Cuando Dickens mete en un libro un personaje meramente para que lleve una carta, aún tiene tiempo de dar dos pinceladas y hacer de él un gigante.
G.K.Chesterton, Charles Dickens, Pre-textos
Como he descubierto que le pasa a mucha gente, tenía bastante pereza ante este film de Eastwood, vendido como una especie de melodrama sobrenatural, algo así como Peter Ibbetson en blandurrio. Una vez visto, diría que es el film norteamericano más hermoso de los últimos años. Comienza mostrando a una pareja de franceses ricos, guapos, cultos y simpáticos, felices en el paraíso terrenal, al que un tsunami se les viene encima. El hombre lo contempla desde las alturas seguras de un balcón, pero la mujer se ve completamente anegada en él: la escena, magníficamente rodada, serviría para un tratado acerca de la distinta posición del sujeto masculino y del femenino ante lo real del goce, y como después de ese conocimiento de la diferencia sexual es imposible regresar al paraíso indiferenciado presubjetivo (y, efectivamente, para la pareja ya nada será igual), pero esta entrada versará sobre una de las grandes cualidades del cine de Eastwood, la extraordinaria presencia que tienen sus personajes.
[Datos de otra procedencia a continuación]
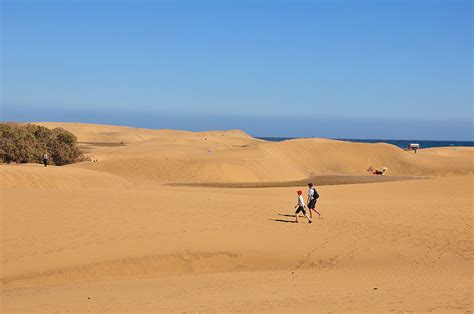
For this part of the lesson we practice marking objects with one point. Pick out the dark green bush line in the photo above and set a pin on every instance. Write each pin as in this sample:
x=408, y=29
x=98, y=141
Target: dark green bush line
x=22, y=143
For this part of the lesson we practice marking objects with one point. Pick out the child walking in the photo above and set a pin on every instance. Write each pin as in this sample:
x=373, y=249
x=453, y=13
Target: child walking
x=300, y=207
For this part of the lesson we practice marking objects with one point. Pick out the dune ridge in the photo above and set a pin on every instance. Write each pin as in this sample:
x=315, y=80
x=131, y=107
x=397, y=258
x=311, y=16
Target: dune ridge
x=122, y=233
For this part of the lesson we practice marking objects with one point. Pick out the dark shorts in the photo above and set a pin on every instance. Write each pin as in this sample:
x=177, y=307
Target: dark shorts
x=312, y=204
x=300, y=209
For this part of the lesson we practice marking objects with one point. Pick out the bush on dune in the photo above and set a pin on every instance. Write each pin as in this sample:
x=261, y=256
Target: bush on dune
x=24, y=143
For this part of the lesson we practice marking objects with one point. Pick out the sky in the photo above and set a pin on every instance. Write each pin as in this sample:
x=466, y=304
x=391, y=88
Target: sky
x=348, y=69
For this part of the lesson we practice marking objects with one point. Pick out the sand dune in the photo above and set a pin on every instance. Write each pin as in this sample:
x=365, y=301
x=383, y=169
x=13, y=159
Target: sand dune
x=112, y=235
x=233, y=156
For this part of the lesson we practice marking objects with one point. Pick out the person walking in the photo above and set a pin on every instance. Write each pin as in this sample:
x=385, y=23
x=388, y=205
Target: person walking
x=312, y=199
x=45, y=159
x=300, y=207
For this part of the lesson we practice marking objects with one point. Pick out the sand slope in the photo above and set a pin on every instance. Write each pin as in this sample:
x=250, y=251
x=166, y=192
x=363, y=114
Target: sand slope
x=111, y=236
x=233, y=156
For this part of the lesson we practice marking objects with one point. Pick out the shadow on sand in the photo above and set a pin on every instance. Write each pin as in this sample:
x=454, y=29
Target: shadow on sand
x=282, y=220
x=287, y=221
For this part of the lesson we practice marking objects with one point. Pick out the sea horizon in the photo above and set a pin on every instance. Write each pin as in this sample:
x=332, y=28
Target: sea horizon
x=402, y=143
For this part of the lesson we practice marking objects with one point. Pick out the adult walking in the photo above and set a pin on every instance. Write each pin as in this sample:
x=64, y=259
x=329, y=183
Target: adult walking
x=45, y=159
x=300, y=207
x=312, y=199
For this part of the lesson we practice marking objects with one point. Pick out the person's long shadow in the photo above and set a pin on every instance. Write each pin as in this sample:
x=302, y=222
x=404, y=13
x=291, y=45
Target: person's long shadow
x=284, y=220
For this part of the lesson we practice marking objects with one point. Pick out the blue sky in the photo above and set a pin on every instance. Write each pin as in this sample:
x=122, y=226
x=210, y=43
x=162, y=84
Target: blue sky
x=372, y=69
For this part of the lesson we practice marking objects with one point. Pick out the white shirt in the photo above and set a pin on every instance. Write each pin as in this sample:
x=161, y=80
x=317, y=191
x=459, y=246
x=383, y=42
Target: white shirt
x=300, y=200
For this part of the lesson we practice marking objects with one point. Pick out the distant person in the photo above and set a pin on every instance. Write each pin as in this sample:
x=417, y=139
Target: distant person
x=376, y=171
x=312, y=199
x=45, y=159
x=300, y=207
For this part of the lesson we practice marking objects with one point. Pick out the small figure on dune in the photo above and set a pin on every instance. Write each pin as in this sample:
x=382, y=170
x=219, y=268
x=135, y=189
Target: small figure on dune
x=45, y=159
x=380, y=172
x=300, y=207
x=313, y=196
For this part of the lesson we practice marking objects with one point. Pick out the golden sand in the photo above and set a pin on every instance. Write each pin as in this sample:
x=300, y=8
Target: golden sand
x=112, y=235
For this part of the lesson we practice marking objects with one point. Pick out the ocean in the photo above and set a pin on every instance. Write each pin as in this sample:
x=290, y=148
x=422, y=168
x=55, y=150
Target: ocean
x=399, y=143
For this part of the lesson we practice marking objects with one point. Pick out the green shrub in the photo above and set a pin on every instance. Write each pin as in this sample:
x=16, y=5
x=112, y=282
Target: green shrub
x=23, y=143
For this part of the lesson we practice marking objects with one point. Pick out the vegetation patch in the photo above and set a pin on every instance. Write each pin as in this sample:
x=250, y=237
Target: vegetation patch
x=23, y=143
El protagonista principal, George Lonegan (Matt Damon), es adicto a Dickens, probablemente el mejor creador de personajes de la historia de la Literatura (junto a Tolstoi y Cervantes, por ceñirnos a la novela); a su vez es alguien que es (o ha sido capaz) de servir de intermediario en los diálogos con los seres queridos fallecidos, que es como decir con el inconsciente del sujeto, una capacidad que siente como una losa. Probablemente es aquí donde el director ha reflexionado más explícitamente sobre su condición de creador, alguien que es capaz de dar voz a un sinfín de personajes, personajes que lo habitan sin que él se considere su dueño (por radical oposición a la idea autoral de la obra como emanación de un mundo personal, una opinión más bien ortodoxa al menos desde el Romanticismo). En las mejores películas de Eastwood hasta los más modestos secundarios tienen un peso considerable, como ocurre con Ford, que tenía a gala escribir la biografía de los peronajes de sus películas; es el caso aquí del chef que da los cursos de cocina o los padres adoptivos de Markus: al margen de su función narrativa tienen "alma", esa cualidad intangible que hace que alguien que aparece en la pantalla sea una presencia viva y no un actante cuya mera función es empujar la ficción.